Sexual assault is something I have always been passionate about because it affects so many young females and males across the world daily. Sexual assault is always thrown on the back burner and the voices of victims are silenced. No more, no more letting people silence our voices, we will be heard. The protest at Olympic was not only to demand a safer environment on campus, but to let the women whose voices were ripped from them know that we hear them — and we stand with you and will no longer let anyone silence your voice. Every day females walk around in fear of what could happen to them in this crazy world. Why do we have to feel that same fear on our campus as well?

Last week, several Olympic volleyball players were benched due to participating in the Oct. 1 protest. I was one of them. Let me paint this picture for you: After being under criminal investigation for a sexual assault crime, an Olympic football player was able to play in a football game, but the young women who were just pleading to feel safe on campus got punished. No one is saying the player is guilty or innocent, but when something like getting your phone taken away in class can get you benched, why should someone under criminal investigation get to play?
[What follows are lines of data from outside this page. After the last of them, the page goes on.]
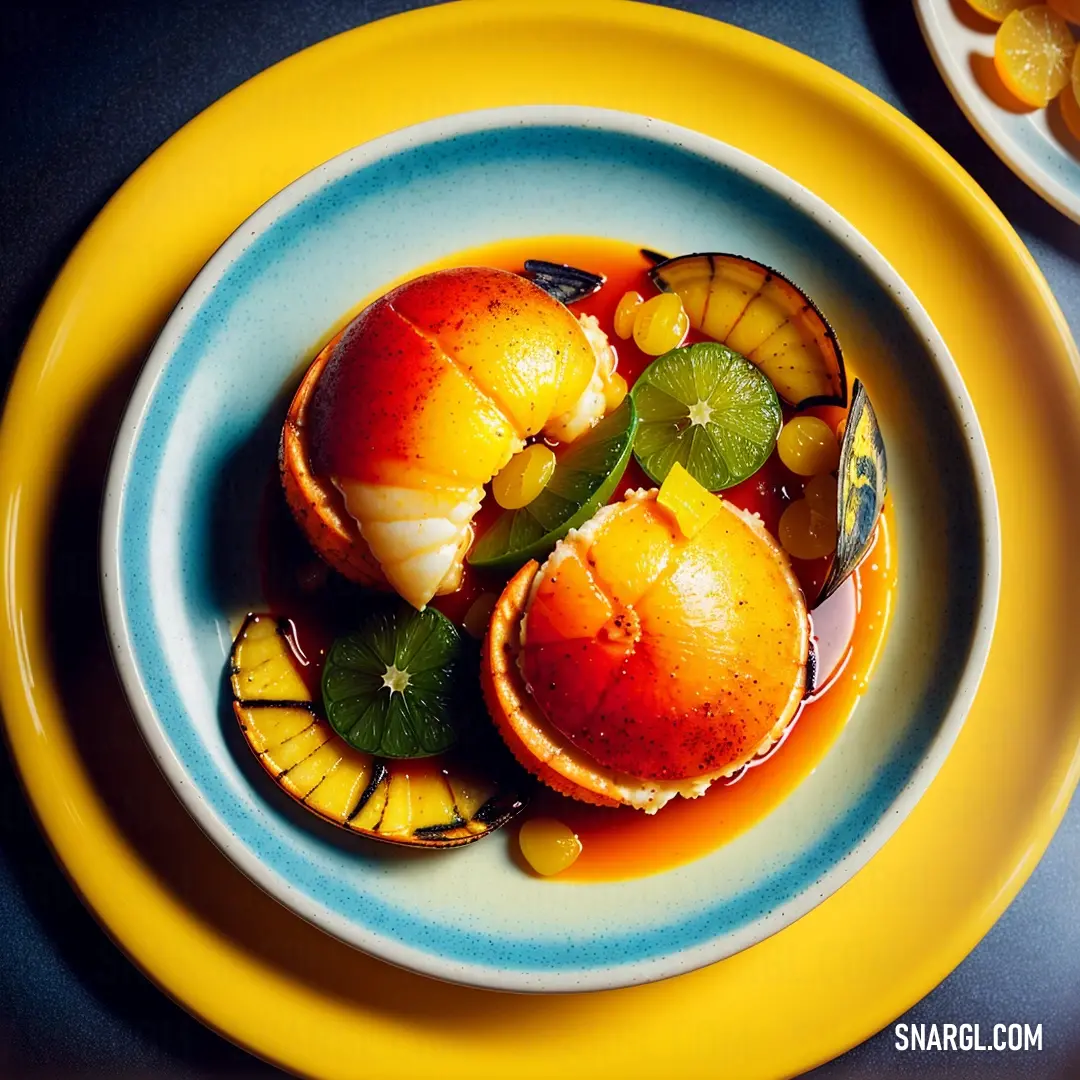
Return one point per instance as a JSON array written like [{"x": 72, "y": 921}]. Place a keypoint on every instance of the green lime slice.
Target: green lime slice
[
  {"x": 584, "y": 477},
  {"x": 389, "y": 687},
  {"x": 709, "y": 408}
]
After it was announced that the volleyball players would be punished for protesting, I handed in my jersey because I refuse to play for a team or school that punishes its athletes for taking a stand. The fact that the school will punish those who speak out could make others who want to speak out afraid to do so.

Honestly, I think that is the goal — if you can keep these victims’ voices silenced you don’t have to deal with it and then once again sexual assault will be thrown on the back burner. Statements from Charlotte-Mecklenburg Schools were released essentially saying that the protest was an infringement of safety. I feel as though having people on campus who harm the female students is a bigger infringement of safety. The administration at Olympic also felt another problem with the protest was that it interrupted a school day. I’m sorry that one 7-hour school day was interrupted, but sexual assault victims’ lives are affected forever.

Yes, words like moving, inspirational and monumental were used to describe the amazing, peaceful protest at Olympic. To see so many people fighting for a cause that I hold deep to my heart was so touching. The fight is not over. We want sexual assault to be talked about more in schools. We want the administrations to listen. We need sexual assault taken more seriously and need precautions put in place to keep females safe on campus. We ask for the support of the community because we are not finished. Our voices will be heard. This is only the beginning to a new and safer future.

Sereniti Simpson is a 16-year-old junior enrolled in the CMS early college program. Her home school is Olympic High School.